Canadian Repositories Community of Practice October Call – Repositories in the Age of AI: The Attack of the Bots

Date: October 30, 2025
Time: 1pm-2pm ET

Registration

AI bots are aggressively harvesting content from the internet. Not so well known is the especially devastating effects this scraping has had on libraries, archives, and museums (LAMS). This sudden and overwhelming increase in bot traffic to these repositories has cultural heritage and academic institutions grappling with technical strain on their systems and the ethical questions regarding ownership concerns and how resources are used to train these language models.

These bots, automated agents that collect data to train the large language models that power artificial intelligence, interact with repositories by crawling interfaces, parsing metadata, and extracting digital assets, often at scales and speeds that strain infrastructure and bypass curatorial intent. Aggressive harvesting can degrade system performance, skew usage metrics, violate usage terms, and strip cultural materials of context. All of these behaviors pose risks to both availability of core library online services and the ability to manage public distribution of digital resources.

This session will examine the impact of unregulated AI scraping on the LAM ecosystem and as a result, on library services. The presenters discuss emerging mitigation strategies, including; rate limiting, bot detection, modifying architecture and functionality, machine-readable licensing, and community-driven best practices to regulate AI scraping.

Arran Griffith is the Program Manager for Fedora, an open-source digital repository platform dedicated to long-term digital preservation. In this role, she leads community engagement, aligns global user priorities, and serves as a strategic liaison between Fedora Governance and its stakeholders. She also facilitates cross-community working groups that foster collaboration and maintain alignment across open-source technologies. In addition, Arran is a founding stakeholder of the AI Discussions Working Group, which organizes the monthly Solutions Showcase Series.

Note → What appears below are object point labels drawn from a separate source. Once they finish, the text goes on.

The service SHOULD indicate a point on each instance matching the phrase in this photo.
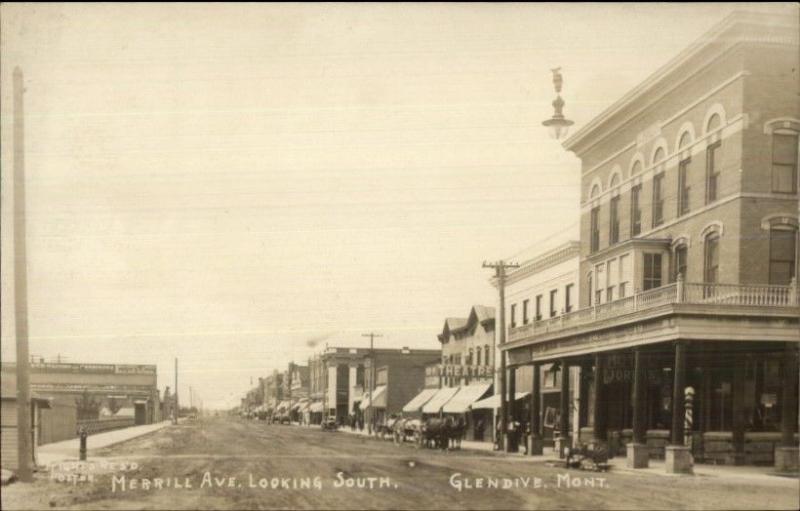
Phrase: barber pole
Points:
(688, 419)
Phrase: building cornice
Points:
(548, 259)
(723, 35)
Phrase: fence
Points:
(99, 425)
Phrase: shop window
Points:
(652, 271)
(782, 251)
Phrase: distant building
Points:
(688, 264)
(93, 387)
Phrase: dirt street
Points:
(231, 464)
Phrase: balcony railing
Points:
(678, 292)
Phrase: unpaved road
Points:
(227, 462)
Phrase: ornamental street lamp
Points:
(558, 125)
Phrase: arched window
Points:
(680, 261)
(713, 123)
(782, 253)
(685, 140)
(784, 161)
(659, 155)
(711, 270)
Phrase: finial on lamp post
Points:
(558, 124)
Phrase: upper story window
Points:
(711, 270)
(782, 253)
(568, 298)
(595, 229)
(652, 271)
(589, 287)
(636, 210)
(658, 155)
(525, 311)
(683, 186)
(658, 199)
(680, 262)
(714, 122)
(712, 170)
(784, 162)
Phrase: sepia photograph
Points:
(400, 256)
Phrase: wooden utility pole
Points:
(177, 407)
(500, 274)
(24, 434)
(372, 336)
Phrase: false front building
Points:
(687, 330)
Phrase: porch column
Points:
(512, 440)
(535, 440)
(638, 453)
(738, 409)
(600, 405)
(563, 423)
(678, 457)
(786, 455)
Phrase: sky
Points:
(238, 185)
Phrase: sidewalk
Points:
(69, 449)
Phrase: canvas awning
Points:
(439, 399)
(300, 404)
(376, 400)
(419, 400)
(493, 402)
(467, 395)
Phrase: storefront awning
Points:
(439, 399)
(493, 402)
(377, 400)
(467, 395)
(300, 404)
(419, 400)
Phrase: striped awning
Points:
(466, 396)
(439, 399)
(419, 400)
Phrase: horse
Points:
(457, 428)
(435, 433)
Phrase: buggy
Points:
(586, 457)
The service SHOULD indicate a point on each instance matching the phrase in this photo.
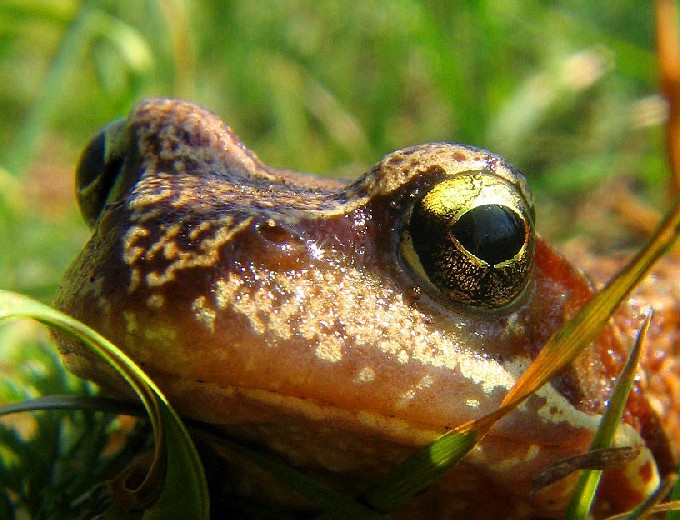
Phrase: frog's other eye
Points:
(471, 237)
(99, 169)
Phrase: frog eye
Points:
(471, 237)
(99, 169)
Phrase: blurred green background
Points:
(564, 89)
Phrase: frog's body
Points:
(287, 310)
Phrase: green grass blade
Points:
(420, 470)
(175, 484)
(73, 402)
(589, 480)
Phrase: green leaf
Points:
(589, 480)
(175, 485)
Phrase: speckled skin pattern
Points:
(279, 307)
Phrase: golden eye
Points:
(471, 237)
(99, 169)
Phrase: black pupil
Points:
(491, 232)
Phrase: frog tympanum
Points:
(342, 326)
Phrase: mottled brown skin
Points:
(281, 308)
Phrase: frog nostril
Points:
(278, 233)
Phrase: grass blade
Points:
(175, 483)
(589, 480)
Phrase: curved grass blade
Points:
(175, 483)
(73, 402)
(589, 480)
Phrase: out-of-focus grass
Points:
(564, 89)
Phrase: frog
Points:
(342, 326)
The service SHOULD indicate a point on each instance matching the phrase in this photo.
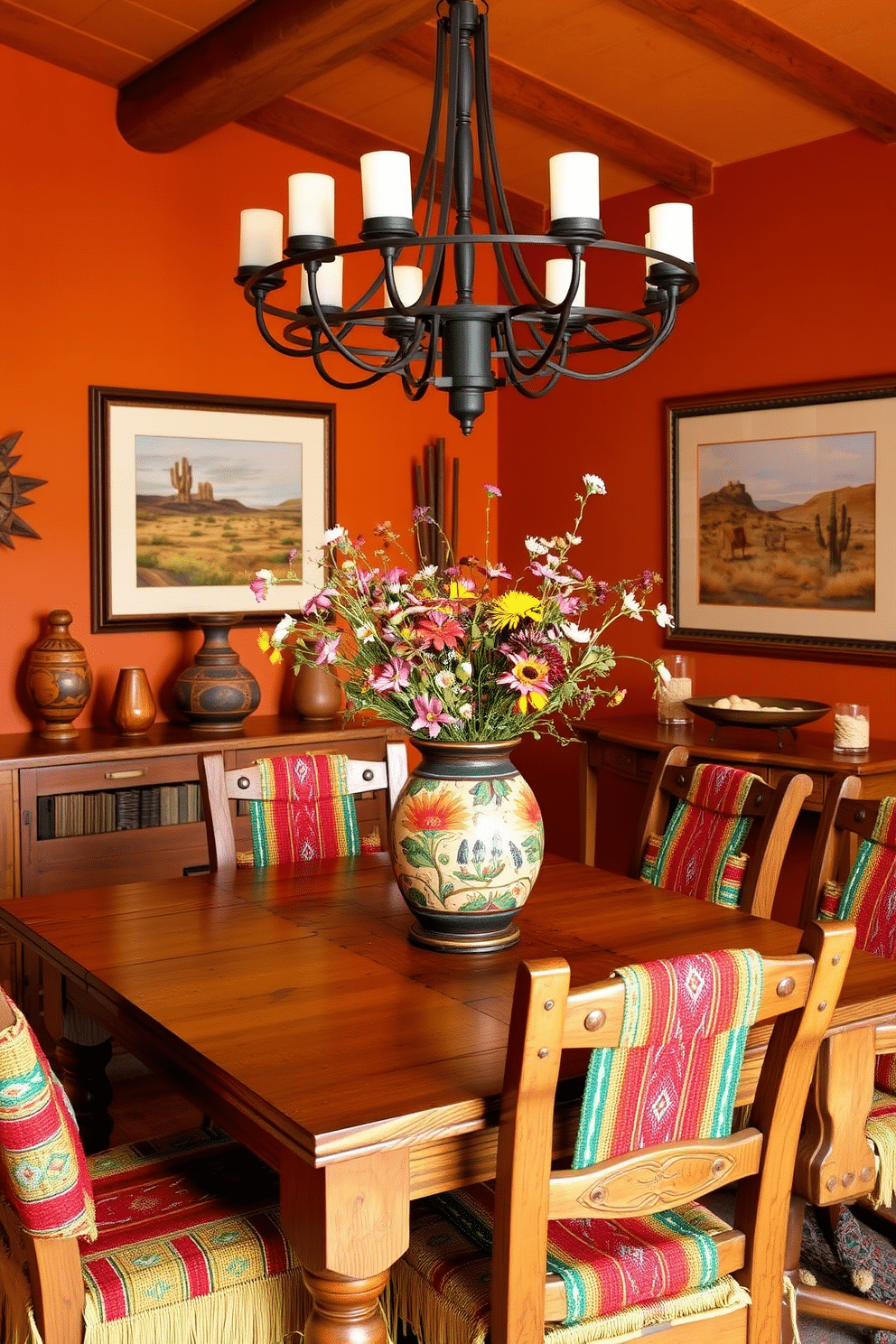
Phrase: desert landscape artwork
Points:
(212, 511)
(788, 522)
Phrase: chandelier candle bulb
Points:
(852, 727)
(672, 229)
(330, 285)
(261, 238)
(312, 204)
(575, 186)
(408, 283)
(557, 275)
(386, 184)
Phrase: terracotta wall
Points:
(793, 262)
(117, 270)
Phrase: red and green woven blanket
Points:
(675, 1073)
(305, 811)
(699, 851)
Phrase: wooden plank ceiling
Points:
(661, 89)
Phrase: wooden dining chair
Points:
(696, 820)
(301, 807)
(852, 875)
(167, 1239)
(625, 1246)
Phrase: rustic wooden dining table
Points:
(289, 1004)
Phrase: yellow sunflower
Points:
(513, 606)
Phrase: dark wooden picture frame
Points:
(797, 574)
(242, 443)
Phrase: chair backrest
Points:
(797, 992)
(382, 779)
(700, 858)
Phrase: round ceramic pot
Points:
(466, 845)
(217, 693)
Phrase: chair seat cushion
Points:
(620, 1274)
(178, 1219)
(882, 1132)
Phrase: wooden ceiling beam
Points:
(344, 143)
(583, 124)
(751, 39)
(247, 61)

Rosalyn Metz is Chief Technology Officer at Emory University Libraries and Museum, where she leads a team of 24 professionals and manages a $4.5 million technology budget. She advances open infrastructure, digital preservation, and user-centered discovery, drawing on experience in both higher education and industry. Nationally and internationally, Rosalyn has held leadership roles in global open-source communities, including Fedora, Samvera, and the Oxford Common File Layout Editorial Group. She is a frequent speaker on AI, technology, open infrastructure and is the author of The Digital Shift, a widely read Substack. Recently she was invited to give a Keynote at iPres 2025, held in New Zealand.

This session will be recorded.